In addition to tools like pHsolver and Chembuddy mentioned above, you can also turn to process simulators like Hysys, PRO-II, UniSim, etc.
To do so, recall that when you use a simulation program there are different fluid packages(also known as thermodynamic methods). Each package uses different calculation strategies to handle the prediction of the properties of each stream. When considering pH, you need fluid packages specially designed for pH problems, called “Electrolyte” fluid packages.
For most Aspentech products, my experience is you have to buy the package “OLI_Electrolyte” as a separate add-on to your contract. OLI_Electrolyte will usually show up in your list of fluid options, but it will only work once you’ve paid extra for it. (The extra fee helps pay the company OLI who made the calculations; Aspentech is basically giving you a platform to run OLI’s models).
UniSim Design I haven’t use in years, but I imagine the still use a very similar set-up to Aspentech.
For SimSci products like PRO-II, there are a wide variety of electrolyte models built in to the software. Each model handles a small selection of acid-base species. You need to crack open the manual and do some research to find a model that handles all the different chemical species in your situation.

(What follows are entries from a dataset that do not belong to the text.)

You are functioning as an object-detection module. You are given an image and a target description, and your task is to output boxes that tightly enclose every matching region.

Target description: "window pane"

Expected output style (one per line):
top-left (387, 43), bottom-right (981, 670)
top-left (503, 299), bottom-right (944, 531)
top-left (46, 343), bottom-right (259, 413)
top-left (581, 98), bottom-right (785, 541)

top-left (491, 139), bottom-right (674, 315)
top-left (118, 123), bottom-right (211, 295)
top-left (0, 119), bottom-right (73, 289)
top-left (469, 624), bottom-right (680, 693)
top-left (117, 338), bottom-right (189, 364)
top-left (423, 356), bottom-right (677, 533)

One problem you may encounter is defining the streams: you know you want “200 gpm of water, and the water is at pH 3.0 due to HCl,” but how much HCl does that mean? There is no easy way to just type in the pH you want. To get around this, you may need to first try mixing the water with solid HCl, and have an “adjuster” or “controller” type of operation iterate the HCl added to define your initial stream. “Vary the input flowrate of HCl until the outlet stream has pH = 3.0.” Once the solver finishes, then can you bring your mixed stream into the simulation and solve your other problems.